Considering my particular research as an example:
I am doing forecasts with only one predictive variable. In the models that I am building, I am considering a variation of a variety of explanatory variables (from chronological data, to weather data, demand data, productions data, and more) across a variety of time periods (period one is 2019, period two is 2018-2019, period three is 2010-2019). The models will consider from one to all the variables.
From the definitions that I share in the point 2 (bellow), it looks like the table is correct and that Longitudinal is used interchangeably with Panel. Also, Repeated/pooled cross sectional seems like it is in between cross-sectional and panel/longitudinal, am I right?
But how would you categorize the research that I am doing? Does it fit Longitudinal Analysis?
1
In a conversation with a teacher, it seemed that the difference between Univariate, Multivariate and Longitudinal is the following
However, in that case, it is not necessarily considering Cross-Sectional, Repeated/Pooled Cross-Sectional, nor Panel Analysis (it depends on how one defines them).
2
Then, I have done a quick research to find definitions for the terms, and try to validate the table above.
• Univariate: from this Stata's blog entry, we read
Univariate time series data typically arise from the collection of many data points over time from a single source, such as from a person, country, financial instrument, etc.
• Multivariate: from Wikipedia, we read
Multivariate analysis is based on the principles of multivariate statistics, which involves observation and analysis of more than one statistical outcome variable at a time.
• Cross-sectional: from Wikipedia, we read
Cross-sectional data, or a cross section of a study population, in statistics and econometrics is a type of data collected by observing many subjects (such as individuals, firms, countries, or regions) at the one point or period of time.
• Pooled Cross Sectional: From this material we read that it is
Randomly sampled cross sections of individuals at different points in time.

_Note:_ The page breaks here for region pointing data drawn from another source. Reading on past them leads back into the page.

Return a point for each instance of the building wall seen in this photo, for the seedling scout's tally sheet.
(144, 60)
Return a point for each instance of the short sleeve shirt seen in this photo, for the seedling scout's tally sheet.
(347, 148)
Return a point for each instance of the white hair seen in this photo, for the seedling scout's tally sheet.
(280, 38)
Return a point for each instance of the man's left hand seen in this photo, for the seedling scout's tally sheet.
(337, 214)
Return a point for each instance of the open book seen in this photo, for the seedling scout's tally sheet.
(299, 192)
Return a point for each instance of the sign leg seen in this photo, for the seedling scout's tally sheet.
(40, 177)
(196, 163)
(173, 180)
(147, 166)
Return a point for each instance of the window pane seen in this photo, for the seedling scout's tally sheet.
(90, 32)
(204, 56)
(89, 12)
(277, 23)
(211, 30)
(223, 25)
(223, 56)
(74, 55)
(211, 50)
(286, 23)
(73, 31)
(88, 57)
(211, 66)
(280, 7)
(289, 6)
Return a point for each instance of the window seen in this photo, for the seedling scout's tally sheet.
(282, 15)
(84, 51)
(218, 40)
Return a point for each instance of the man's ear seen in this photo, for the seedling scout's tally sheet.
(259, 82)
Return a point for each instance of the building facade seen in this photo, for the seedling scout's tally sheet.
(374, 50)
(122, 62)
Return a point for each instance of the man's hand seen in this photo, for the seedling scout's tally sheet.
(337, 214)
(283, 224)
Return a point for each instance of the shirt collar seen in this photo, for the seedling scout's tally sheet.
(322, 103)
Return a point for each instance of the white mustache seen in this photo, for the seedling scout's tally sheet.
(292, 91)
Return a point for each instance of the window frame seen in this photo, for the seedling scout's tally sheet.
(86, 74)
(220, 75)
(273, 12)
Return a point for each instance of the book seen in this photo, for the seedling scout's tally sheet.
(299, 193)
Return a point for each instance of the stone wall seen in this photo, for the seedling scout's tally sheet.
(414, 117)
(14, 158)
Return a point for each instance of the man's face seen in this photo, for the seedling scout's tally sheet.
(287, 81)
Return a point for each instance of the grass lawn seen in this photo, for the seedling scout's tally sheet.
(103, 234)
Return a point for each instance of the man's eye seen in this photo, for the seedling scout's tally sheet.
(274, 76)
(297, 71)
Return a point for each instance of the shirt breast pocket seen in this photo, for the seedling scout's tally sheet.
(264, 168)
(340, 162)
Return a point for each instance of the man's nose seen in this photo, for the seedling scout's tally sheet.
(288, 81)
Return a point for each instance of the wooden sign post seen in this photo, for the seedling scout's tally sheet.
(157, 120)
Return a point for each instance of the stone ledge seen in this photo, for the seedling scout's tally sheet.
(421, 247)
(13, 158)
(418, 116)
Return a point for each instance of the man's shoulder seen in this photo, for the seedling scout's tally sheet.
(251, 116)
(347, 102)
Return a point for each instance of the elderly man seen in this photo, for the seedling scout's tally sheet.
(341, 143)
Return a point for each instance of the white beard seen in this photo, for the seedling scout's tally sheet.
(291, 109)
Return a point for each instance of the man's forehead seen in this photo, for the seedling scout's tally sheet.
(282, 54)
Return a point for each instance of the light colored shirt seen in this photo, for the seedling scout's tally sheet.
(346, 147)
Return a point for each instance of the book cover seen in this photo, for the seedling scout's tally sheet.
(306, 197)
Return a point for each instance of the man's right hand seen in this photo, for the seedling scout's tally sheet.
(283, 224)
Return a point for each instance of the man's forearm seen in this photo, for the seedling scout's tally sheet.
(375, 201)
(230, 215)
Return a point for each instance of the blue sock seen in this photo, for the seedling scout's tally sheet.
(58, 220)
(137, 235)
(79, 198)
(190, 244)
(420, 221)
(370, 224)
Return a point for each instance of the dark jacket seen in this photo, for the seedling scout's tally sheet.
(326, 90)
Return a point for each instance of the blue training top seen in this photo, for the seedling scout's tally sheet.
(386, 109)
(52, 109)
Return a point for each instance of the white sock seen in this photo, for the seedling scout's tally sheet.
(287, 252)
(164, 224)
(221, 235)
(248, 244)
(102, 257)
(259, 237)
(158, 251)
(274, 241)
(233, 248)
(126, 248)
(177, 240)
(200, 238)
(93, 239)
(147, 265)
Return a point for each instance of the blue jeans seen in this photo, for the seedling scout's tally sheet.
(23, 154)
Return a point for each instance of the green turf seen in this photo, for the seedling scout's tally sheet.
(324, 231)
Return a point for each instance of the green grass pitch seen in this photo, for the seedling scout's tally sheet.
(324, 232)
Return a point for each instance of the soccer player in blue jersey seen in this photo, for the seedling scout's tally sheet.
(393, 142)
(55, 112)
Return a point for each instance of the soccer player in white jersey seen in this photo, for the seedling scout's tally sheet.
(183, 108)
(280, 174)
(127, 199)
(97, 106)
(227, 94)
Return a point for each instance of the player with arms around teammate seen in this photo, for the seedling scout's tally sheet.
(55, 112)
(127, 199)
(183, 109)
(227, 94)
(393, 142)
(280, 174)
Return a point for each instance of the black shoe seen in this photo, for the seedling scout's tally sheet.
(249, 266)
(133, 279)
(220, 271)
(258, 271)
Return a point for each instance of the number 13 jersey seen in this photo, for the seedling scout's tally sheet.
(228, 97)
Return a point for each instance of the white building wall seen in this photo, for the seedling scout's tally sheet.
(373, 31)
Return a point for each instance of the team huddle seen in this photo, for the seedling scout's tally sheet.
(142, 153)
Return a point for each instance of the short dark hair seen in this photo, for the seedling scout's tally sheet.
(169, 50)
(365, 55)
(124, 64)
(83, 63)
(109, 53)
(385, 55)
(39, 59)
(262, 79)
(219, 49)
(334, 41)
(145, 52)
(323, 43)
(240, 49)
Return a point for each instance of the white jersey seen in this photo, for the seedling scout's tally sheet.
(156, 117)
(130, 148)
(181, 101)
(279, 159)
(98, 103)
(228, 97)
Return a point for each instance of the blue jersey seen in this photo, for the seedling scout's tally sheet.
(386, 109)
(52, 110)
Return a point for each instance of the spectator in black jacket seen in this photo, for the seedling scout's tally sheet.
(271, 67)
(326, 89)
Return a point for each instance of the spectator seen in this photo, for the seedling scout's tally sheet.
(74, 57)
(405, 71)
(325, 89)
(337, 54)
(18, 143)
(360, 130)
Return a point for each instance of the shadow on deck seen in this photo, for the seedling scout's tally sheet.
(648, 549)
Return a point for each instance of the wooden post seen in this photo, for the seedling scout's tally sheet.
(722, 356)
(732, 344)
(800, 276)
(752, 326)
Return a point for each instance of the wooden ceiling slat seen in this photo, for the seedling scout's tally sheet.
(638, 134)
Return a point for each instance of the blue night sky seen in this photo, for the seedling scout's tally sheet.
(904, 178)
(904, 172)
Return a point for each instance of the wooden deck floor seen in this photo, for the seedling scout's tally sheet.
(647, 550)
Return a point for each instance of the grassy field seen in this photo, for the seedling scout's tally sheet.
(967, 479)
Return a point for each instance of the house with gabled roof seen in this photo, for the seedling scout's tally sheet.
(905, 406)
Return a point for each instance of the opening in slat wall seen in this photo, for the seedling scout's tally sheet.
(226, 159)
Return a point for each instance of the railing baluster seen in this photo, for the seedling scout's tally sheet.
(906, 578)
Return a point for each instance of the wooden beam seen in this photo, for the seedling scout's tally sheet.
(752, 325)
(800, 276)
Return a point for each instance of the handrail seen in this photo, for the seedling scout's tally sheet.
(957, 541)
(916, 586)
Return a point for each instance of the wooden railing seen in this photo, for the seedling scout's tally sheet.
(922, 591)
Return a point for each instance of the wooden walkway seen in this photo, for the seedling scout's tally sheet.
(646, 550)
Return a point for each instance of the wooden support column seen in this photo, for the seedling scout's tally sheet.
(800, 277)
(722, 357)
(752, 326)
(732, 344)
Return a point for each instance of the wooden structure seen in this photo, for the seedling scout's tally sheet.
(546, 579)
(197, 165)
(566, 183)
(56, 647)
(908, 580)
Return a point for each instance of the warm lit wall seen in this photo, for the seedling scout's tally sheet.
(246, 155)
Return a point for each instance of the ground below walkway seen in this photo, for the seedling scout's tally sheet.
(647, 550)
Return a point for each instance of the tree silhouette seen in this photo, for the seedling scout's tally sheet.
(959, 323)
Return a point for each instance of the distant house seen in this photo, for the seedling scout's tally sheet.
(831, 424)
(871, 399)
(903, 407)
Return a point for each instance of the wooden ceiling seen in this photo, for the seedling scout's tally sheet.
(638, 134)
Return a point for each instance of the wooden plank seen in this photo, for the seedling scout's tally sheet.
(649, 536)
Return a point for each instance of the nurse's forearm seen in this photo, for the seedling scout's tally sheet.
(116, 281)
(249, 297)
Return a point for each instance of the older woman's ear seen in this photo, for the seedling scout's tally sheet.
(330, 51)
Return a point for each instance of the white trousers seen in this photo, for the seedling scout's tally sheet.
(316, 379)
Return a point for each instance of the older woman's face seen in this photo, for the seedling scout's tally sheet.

• Longitudinal: The blog entry referenced above also defines Longitudinal as as the following
Longitudinal data typically arise from collecting a few observations over time from many sources, such as a few blood pressure measurements from many people.
We can complement it with this article, where we read
Then longitudinal analysis is the study of collections of variables; in most applications the variables are strongly associated. We can associate each time point with a separate variable, in the spirit of the original definition of the term variable.
• Panel: From this article it looks like Panel Analysis is the same as Longitudinal Analysis
Longitudinal or panel data analysis refers to the statistical analysis of pooled data which consists of a cross‐section of units (e.g., countries, firms, households, individuals) for which there exist repeated observations over time.
This Wikipedia page goes within the same line
In statistics and econometrics, panel data and longitudinal data1 are both multi-dimensional data involving measurements over time.
And this Quora answer as well
longitudinal or panel data, observations of multiple phenomena over multiple time periods for the same data units; involves repeated observations of the same variables (e.g., people) over periods of time; can prove cause and effect, but time-consuming and expensive
Note
I went through a variety of Q&A across the StackExchange (will share some bellow) and apart from finding only old content, but I didn't find formal definitions not even the comparison of all of the terms in one. This question may serve as canonical.